Filing Amicus Brief in Fisher v. University of Texas
University joins research universities in making case for diversity in higher education
EVANSTON, Ill. --- Northwestern University has joined with nine other leading institutions to file an amicus brief with the U.S. Supreme Court in Fisher v. the University of Texas at Austin in support of the university, which considers an applicant’s race among many other factors in its undergraduate admissions process.
Dozens of colleges and universities and educational associations around the country also have filed amicus briefs to make the case for diversity in higher education.

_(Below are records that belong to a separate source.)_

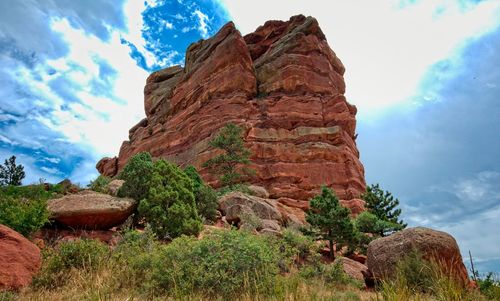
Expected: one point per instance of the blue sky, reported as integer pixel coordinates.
(423, 75)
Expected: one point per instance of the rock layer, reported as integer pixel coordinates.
(283, 84)
(20, 259)
(91, 210)
(385, 253)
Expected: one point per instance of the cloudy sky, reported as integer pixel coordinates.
(423, 74)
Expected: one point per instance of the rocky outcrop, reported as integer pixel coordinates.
(19, 259)
(353, 268)
(385, 253)
(90, 210)
(283, 84)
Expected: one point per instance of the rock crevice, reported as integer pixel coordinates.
(283, 84)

“Admission policies are critical instruments for achieving our educational mission,” said Northwestern University President Morton Schapiro. “In this Supreme Court deliberation, it is important that Northwestern be ‘on the record’ about the connection between these policies and our mission to pursue diversity and institutional excellence.”
The group of amici contends that each institution’s right to define its mission and the means by which to achieve it is at the heart of academic freedom, which is grounded in the First Amendment. One of the “four essential freedoms” of a university as previously defined by the Supreme Court is the right to determine for itself on academic grounds who may teach, what may be taught, how it shall be taught and who may be admitted to study.
“Along with the other private institutions with whom we have joined, we support the University of Texas in this case before the Supreme Court because we have a compelling interest in a diverse student body,” said Thomas G. Cline, vice president and general counsel at Northwestern. “A diverse student body is essential to the fulfillment of our educational mission.”
Abigail Fisher, the plaintiff, argues that the University of Texas’s “Top 10” rule, under which the top 10 percent of every high school graduating class in Texas is offered admission to the university, has created the diverse student body approved by the Supreme Court in 2003 in a case involving the University of Michigan Law School (Grutter v. Bollinger). The University of Texas, therefore, has no constitutional right to consider race as a factor in admissions decisions at all, Fisher argues.
“We respond to that in several ways,” Cline said. “First, we contend that it is not enough to look simply at aggregate numbers. If diverse viewpoints and experiences are important, then diversity must exist in classrooms and fields of study and not just across the student body, as Fisher claims.
“This is particularly true in the STEM fields, where research demonstrates a lack of diversity and in which diversity must exist for the United States to remain competitive,” Cline said. “We also argue that even if the ‘Top 10’ rule is sufficient at the University of Texas, it can’t work for smaller, highly selective private schools like ours that draw students from around the country and the world.”
In the 1978 case of Regents of the University of California v. Bakke and again in the Grutter case, the Supreme Court said that race may not be the sole determinant, but it may be used as a factor in a holistic review of each candidate’s admissions evaluation.
Northwestern and its peer group argue in their brief that they have been doing exactly what the Supreme Court has told them to do and that such a holistic review is the only way to accomplish their diversity goals and advance their missions.
“If we’re doing what we’ve been told to do in earlier cases, then this holistic review is not only constitutionally sound, but an exercise of our academic freedom, and it should be given deference by the court,” said Cline. “In fact, courts couldn’t make the admissions decisions in our stead because of the manner in which our institutions balance multiple factors in each decision.”
Northwestern’s brief was filed jointly with the California Institute of Technology, Carnegie Mellon University, Case Western University, Emory University, George Washington University, Rice University, Tulane University, the University of Rochester and Washington University in St. Louis.
The Supreme Court is scheduled to hear oral arguments Oct. 10.